Monday, February 26, 2007

Pearson Post Record Results

Pearson have been cagy all year regarding where they would end up and downplayed the full year impact they expected even after they posted very strong half year numbers. As anticipated they have posted results at the top end of analysts expectations with profits up 19% over last year to 502million pounds. EPS slightly exceeded guidence at 40.2pence. Here is the Reuters release.

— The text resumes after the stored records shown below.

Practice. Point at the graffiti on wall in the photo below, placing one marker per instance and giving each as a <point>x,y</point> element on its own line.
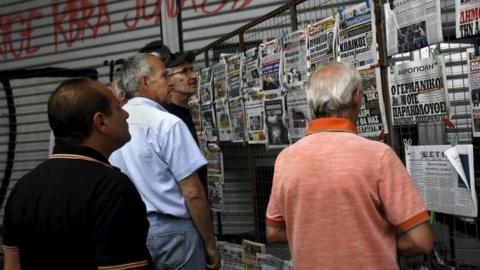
<point>74,20</point>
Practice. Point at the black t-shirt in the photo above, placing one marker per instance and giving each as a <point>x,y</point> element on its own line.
<point>184,114</point>
<point>75,213</point>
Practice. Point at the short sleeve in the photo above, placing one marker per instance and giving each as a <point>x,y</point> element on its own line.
<point>275,209</point>
<point>403,205</point>
<point>181,151</point>
<point>121,229</point>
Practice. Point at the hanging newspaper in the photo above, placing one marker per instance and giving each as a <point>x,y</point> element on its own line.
<point>205,86</point>
<point>271,56</point>
<point>220,80</point>
<point>357,34</point>
<point>418,92</point>
<point>237,119</point>
<point>215,193</point>
<point>444,176</point>
<point>298,111</point>
<point>249,256</point>
<point>295,53</point>
<point>231,255</point>
<point>277,132</point>
<point>321,38</point>
<point>208,122</point>
<point>255,116</point>
<point>234,78</point>
<point>474,88</point>
<point>252,82</point>
<point>268,261</point>
<point>371,120</point>
<point>467,18</point>
<point>223,120</point>
<point>412,24</point>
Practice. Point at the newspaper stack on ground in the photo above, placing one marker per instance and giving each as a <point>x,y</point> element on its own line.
<point>418,92</point>
<point>357,37</point>
<point>231,255</point>
<point>371,119</point>
<point>295,55</point>
<point>474,88</point>
<point>444,176</point>
<point>271,57</point>
<point>321,41</point>
<point>249,255</point>
<point>412,24</point>
<point>466,18</point>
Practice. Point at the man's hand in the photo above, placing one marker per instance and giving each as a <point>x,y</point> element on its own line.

In the company's release they pointed to the strong performance of all groups including the education group (both higher ed and k-12) which has been strong all year, FT group ad revenues and Penguin. The Penguin numbers may be at or slightly higher than other consumer publishing companies may be expecting. Here are the highlights from the Pearson release:

Record results. Pearson reports its highest ever operating profits (adjusted operating profit up 15% to £592m), earnings (adjusted eps up 18% to 40.2p) and cash (free cash flow up £2m to £433m).

Sustained growth and market share gains. School sales up 6% and Higher Education sales up 4%, benefiting from leading position in content, assessment and technology; FT advertising revenues up 9%; Penguin sales up 3% despite tough consumer publishing market. Stronger margins and double-digit profit growth in all businesses.

Pearson margin up a percentage point to 13.4%. Education margin up to 14.1% and profits up 12%; FT Group margin up to 17.3% and profits up 18%; Penguin margin up to 7.8% and profits up 22%. Higher returns. Return on invested capital up to 8.0% (from 6.7% in 2005), above Pearson's weighted average cost of capital; dividend increased by 8.5% to 29.3p, the largest increase for a decade.

In their preview of 2007, it is basically more of the same with essentially the same outlook for education that they gave this time last year with growth in the 4-6% range with margin improvement in School and professional. Penguin margins are expected to continue to improve (and at 8% are already quite good for trade) and the FT group is expected to continue to benefit from the reorganization that they have implemented during the past 18mths or so. Margins are expected to improve there.

Naturally, there is no word on future acquisitions but growth from acquisitions has been critical to Pearson in growthing top line and margins recently - although underlying growth has been significant as well. Look for Pearson to continue to be active on this front particularly as Thomson Learning and Harcourt will be distracted by their respective divestiture processes.